La buena marcha de los datos macroeconómicos (alabada por «The Economist» y organismos internacionales como el FMI y la OCDE) no tapan una realidad cada vez más palpable: la crisis de la vivienda está socavando el bienestar de las familias españolas. Según el último informe de la Red Europea de Lucha contra la Pobreza y la Exclusión Social en el Estado Español, en 2023, pese a que mejoraron los datos de empleo y los salarios, el 48,7 % de la población española tenía alguna dificultad para llegar a fin de mes, 0,9 puntos más que en 2022. De hecho, el ministro de Derechos Sociales, Pablo Bustinduy, reconocía recientemente que «la crisis de precios de la vivienda se encuentra detrás del hecho de que los grandes avances macroeconómicos, laborales y sociales no hayan conseguido permear como debieran hacia las mayorías trabajadoras en España». De poco sirven las subidas salariales si éstas son absorbidas por los precios de la vivienda y van a parar a los bolsillos de los rentistas.
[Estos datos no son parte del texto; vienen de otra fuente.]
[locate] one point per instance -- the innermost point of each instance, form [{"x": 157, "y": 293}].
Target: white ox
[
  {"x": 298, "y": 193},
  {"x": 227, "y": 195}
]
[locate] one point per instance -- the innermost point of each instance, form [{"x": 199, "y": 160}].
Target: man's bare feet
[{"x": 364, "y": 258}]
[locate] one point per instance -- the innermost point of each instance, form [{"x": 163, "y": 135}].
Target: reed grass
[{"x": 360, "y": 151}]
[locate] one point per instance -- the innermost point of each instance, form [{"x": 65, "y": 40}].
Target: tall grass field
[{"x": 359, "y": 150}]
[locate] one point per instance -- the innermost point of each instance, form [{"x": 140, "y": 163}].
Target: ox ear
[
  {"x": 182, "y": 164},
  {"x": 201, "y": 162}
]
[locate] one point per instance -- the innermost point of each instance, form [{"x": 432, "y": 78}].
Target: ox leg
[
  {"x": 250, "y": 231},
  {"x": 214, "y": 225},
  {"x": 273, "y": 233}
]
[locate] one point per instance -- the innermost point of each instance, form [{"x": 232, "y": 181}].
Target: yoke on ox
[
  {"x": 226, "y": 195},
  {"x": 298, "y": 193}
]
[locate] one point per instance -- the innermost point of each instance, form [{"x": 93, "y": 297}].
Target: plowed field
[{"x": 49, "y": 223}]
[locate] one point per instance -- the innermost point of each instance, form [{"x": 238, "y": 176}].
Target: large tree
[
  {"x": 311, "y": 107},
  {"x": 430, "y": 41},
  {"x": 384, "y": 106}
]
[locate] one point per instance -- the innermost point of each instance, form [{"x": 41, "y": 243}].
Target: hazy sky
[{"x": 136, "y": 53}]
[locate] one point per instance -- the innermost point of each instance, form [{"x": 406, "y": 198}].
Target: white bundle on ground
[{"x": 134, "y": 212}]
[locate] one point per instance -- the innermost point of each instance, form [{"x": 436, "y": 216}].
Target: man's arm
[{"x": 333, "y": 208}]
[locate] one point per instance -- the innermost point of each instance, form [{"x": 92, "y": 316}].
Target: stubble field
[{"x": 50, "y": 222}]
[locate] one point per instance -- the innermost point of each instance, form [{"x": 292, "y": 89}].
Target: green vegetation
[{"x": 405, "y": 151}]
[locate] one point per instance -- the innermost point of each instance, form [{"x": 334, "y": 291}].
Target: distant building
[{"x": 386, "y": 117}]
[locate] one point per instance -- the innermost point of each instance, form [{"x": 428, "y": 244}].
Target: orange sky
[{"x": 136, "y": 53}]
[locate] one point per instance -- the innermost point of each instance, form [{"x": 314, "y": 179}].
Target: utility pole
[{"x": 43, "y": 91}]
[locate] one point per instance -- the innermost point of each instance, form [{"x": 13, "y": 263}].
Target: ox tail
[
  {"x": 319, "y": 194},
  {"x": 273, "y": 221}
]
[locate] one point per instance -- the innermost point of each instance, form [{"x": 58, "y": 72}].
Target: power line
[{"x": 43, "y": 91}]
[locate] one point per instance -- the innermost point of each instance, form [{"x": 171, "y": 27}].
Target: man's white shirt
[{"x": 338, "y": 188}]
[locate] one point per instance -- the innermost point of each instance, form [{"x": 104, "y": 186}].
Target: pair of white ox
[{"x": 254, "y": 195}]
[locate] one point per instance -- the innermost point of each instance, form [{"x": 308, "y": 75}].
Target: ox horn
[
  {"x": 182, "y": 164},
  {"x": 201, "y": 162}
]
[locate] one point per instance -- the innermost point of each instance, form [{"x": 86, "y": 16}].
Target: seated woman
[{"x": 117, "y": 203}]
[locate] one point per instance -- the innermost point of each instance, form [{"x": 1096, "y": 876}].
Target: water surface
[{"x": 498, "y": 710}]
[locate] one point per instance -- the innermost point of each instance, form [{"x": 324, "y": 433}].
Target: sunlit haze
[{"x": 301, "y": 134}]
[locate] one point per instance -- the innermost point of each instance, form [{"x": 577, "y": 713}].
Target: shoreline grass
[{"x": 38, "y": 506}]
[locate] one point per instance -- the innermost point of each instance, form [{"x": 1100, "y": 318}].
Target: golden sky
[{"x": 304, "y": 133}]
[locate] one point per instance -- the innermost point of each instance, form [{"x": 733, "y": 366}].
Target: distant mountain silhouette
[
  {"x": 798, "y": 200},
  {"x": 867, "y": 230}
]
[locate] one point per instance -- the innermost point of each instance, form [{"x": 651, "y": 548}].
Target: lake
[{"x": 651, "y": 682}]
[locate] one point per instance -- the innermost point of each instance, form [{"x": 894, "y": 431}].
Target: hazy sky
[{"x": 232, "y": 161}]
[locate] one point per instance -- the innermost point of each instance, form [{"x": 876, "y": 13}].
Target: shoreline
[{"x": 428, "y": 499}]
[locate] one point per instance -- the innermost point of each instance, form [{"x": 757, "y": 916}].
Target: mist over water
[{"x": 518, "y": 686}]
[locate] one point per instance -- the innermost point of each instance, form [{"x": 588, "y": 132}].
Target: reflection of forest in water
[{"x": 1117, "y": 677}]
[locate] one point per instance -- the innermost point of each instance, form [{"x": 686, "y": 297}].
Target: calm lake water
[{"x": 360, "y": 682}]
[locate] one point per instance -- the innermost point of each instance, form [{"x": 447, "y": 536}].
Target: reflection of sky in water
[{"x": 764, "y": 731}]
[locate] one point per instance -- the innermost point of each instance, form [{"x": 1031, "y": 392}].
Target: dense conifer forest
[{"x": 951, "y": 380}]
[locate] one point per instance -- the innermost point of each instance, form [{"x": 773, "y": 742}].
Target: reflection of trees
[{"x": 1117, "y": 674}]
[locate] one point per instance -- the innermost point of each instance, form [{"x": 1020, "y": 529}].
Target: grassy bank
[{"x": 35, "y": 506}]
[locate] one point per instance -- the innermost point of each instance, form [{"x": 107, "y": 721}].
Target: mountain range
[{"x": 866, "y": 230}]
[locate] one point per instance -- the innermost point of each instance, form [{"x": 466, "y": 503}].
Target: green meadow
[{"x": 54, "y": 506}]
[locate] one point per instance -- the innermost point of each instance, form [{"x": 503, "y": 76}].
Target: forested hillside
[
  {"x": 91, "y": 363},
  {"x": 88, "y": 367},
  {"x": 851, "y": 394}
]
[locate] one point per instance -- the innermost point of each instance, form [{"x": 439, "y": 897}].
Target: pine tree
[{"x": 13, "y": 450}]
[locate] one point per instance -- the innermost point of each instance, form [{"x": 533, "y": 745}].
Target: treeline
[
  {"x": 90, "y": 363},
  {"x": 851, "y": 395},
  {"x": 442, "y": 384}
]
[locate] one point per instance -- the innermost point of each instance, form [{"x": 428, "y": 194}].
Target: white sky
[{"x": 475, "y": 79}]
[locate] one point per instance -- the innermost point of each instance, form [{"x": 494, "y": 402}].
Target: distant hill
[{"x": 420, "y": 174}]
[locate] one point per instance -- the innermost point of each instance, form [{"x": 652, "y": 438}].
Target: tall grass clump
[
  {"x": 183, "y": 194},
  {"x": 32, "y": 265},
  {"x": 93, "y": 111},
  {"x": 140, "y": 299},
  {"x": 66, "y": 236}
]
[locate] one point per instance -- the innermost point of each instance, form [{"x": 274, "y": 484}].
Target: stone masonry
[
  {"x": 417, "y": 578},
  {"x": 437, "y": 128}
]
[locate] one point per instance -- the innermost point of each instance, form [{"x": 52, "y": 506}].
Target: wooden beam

Según la Ley de Engel, los hogares de menores ingresos gastan una mayor proporción de sus recursos en bienes esenciales, tales como alimentos o alojamiento. Si los incrementos de los precios de los bienes esenciales superan persistentemente los aumentos de otros precios, los hogares más pobres enfrentarán una mayor disminución relativa de su poder adquisitivo. Eso es lo que está ocurriendo en España: Aunque la capacidad de muchos hogares españoles para comprar televisores o disfrutar de entretenimiento virtual haya crecido en términos absolutos y relativos, su capacidad de destinar un porcentaje mayor de sus ingresos al ahorro o a consumo de bienes y servicios superiores se ha visto constreñida por el aumento relativo y sostenido de los precios de los bienes y servicios esenciales (principalmente alimentación, energía, servicios públicos y, sobre todo, alquiler). Que un sector rentista de la población se apropie de una considerable parte de los ingresos de la gente tiene efectos adversos sobre el consumo y, consecuentemente sobre la inversión. De momento, el crecimiento del empleo parece impedir que el consumo agregado se resienta; pero es cuestión de tiempo que lo haga. Lo que sí estamos presenciando ya es un malestar social que hace que se cuestione la legitimidad de los sistemas democráticos occidentales.
Una crisis como la que afronta España plantea la cuestión de qué exige la justicia en lo referente a la vivienda. El artículo 47 de nuestra Constitución declara que todos los españoles tienen derecho a disfrutar de una vivienda digna y adecuada, y atribuye a los poderes públicos la obligación de promover las condiciones necesarias y establecer las normas pertinentes para hacer efectivo este derecho. Sin embargo, no existe todavía una ley de desarrollo del «derecho» a la vivienda. Por tanto, no hay instrumentos a través de los cuales se pueda exigir su cumplimiento, y éste queda relegado a una mera aspiración sociopolítica (de algunos sectores de la izquierda). Es decir, el derecho a la vivienda no es un derecho «de verdad». Dada la situación en la que nos encontramos, quizá sea el momento de sentar las bases para que el derecho a la vivienda sea un derecho «de verdad».